Since I don't live or contest from anywhere near the Atlantic Ocean, I'm
not really in the contest, even if I enter it. I got on for an hour or
two, sampling 10, then 15, then 20, figuring to give a few points to
NCCC members at stations they travel to, or which they operate remotely
in exotic places. I made a few QSOs, if for no other reason than to
confirm that my antennas still work, but with zero motivation to
compete, or to waste more time in it. It's been at least ten years since
I was motivated to operate CQWW or an ARRL DX contest. I DO take all
three WPX contests seriously, simply because, thanks to scoring rules, I
AM in that contest.
I was also surprised by the meager number of spots. I suspect that may
be the result of getting used to automatic spotting by many skimmers,
and getting out of the habit.
I also took a few minutes to let a couple of Texas stations know that
they were splattering badly each time I tuned past them. Both hadn't a
clue about simple things -- when I mentioned that some rigs inherently
generate lots of splatter (Yaesu sold a bunch in relatively recent
history that do), he said he was running a 6700, and I observed that I'd
heard that they were pretty clean, so asked about ALC to his Expert
power amp. He said he wasn't using any ALC, but when I told him that he
needed to set the amp's output power by reducing drive from his radio,
he repeatedly told me that "power was set automatically."
Sounds clueless to me.
Surprisingly, while there were the usual number of stations with badly
over-driven audio that made them hard to copy, particularly their CQ
messages, I found only those two stations splattering. And there were
the usual number of ego-driven lids who finished a QSO with "QRZ"
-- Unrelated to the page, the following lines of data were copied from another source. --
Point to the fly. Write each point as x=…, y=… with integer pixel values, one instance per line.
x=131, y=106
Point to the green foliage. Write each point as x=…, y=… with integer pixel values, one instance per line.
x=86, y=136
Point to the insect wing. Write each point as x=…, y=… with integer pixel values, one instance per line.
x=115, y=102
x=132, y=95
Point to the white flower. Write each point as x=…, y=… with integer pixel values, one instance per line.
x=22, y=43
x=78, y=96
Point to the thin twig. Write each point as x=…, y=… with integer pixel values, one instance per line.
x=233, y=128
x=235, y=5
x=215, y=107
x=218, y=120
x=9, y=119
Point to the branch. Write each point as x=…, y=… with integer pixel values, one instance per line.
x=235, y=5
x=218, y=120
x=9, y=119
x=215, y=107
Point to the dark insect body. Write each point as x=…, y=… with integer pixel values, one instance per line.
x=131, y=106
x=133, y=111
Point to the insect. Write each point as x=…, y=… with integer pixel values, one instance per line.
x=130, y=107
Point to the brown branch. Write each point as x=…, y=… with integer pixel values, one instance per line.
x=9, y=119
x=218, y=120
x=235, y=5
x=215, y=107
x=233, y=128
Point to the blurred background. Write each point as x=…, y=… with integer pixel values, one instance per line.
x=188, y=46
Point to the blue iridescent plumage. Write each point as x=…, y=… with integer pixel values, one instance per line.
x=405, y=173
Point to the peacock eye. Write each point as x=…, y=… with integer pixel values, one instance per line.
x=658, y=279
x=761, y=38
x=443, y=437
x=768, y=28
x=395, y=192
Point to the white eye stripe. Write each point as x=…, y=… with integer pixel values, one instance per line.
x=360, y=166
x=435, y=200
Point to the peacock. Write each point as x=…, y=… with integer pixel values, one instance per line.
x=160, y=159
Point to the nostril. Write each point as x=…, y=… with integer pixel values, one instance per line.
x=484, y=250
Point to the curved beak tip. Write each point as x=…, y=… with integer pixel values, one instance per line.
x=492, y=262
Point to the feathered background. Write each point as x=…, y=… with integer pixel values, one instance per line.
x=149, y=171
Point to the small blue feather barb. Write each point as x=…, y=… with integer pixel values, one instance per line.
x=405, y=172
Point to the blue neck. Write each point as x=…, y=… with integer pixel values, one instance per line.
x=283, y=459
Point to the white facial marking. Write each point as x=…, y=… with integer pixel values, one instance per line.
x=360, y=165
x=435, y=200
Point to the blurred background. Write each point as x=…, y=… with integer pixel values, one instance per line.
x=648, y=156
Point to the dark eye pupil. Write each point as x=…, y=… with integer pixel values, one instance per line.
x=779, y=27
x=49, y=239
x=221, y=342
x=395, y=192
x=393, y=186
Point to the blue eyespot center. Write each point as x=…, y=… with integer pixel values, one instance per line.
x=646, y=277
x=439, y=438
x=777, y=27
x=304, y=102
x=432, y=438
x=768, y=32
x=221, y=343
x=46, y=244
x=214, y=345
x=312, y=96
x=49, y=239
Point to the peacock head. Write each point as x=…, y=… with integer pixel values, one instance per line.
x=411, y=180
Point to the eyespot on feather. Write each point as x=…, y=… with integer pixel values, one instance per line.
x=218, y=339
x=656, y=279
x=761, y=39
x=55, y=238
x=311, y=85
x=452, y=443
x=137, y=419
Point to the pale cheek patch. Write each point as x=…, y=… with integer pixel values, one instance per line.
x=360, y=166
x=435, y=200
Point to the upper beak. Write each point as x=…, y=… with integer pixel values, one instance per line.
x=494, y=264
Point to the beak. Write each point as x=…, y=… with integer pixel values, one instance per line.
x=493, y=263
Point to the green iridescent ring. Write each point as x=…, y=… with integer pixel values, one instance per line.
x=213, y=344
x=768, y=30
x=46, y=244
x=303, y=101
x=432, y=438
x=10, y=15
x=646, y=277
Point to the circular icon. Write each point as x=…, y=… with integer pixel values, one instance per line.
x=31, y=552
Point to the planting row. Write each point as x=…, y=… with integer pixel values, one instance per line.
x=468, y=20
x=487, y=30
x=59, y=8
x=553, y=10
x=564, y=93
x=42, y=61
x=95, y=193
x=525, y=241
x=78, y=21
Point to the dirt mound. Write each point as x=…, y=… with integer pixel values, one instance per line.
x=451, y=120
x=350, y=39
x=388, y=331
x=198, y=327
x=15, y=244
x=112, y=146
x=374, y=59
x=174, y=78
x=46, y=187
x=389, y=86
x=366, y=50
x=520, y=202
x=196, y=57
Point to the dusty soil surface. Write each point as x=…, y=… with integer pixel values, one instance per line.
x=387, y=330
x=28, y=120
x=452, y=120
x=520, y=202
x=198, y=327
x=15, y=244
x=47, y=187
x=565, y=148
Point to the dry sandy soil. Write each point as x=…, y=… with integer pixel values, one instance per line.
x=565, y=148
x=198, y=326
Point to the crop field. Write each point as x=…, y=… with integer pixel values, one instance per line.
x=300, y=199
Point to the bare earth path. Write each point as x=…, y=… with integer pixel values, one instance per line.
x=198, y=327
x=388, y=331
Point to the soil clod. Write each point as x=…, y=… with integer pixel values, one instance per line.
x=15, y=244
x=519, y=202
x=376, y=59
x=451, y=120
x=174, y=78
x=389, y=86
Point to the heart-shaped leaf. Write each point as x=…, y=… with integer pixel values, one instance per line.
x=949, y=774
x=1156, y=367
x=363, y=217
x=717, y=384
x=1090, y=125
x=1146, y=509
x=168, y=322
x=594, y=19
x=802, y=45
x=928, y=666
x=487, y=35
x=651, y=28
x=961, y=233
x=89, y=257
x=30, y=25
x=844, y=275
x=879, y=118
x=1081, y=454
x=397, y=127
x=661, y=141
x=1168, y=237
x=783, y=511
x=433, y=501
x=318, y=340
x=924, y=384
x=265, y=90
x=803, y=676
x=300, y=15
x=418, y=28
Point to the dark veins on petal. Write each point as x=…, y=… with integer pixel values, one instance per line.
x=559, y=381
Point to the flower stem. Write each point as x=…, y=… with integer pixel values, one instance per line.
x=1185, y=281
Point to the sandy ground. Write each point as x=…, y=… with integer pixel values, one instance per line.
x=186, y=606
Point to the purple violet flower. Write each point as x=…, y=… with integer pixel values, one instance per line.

instead of their call. I love K6XX's advice at the Contesting workshops
that NCCC organizes at Visalia -- "QRZ is not your call," making the
point that your call is ADVERTISING, QRZ is not. Have these lids never
operated S&P? Do they not realize that any decent op who tunes them and
doesn't hear them sign their call after every QSO is going to move on to
someone who does? Given that most operators with a serious shot at
winning are using a 2x1 or 1x2, why use QRZ, three syllables that say
nothing in place of four (without phonetics) that ADVERTISE?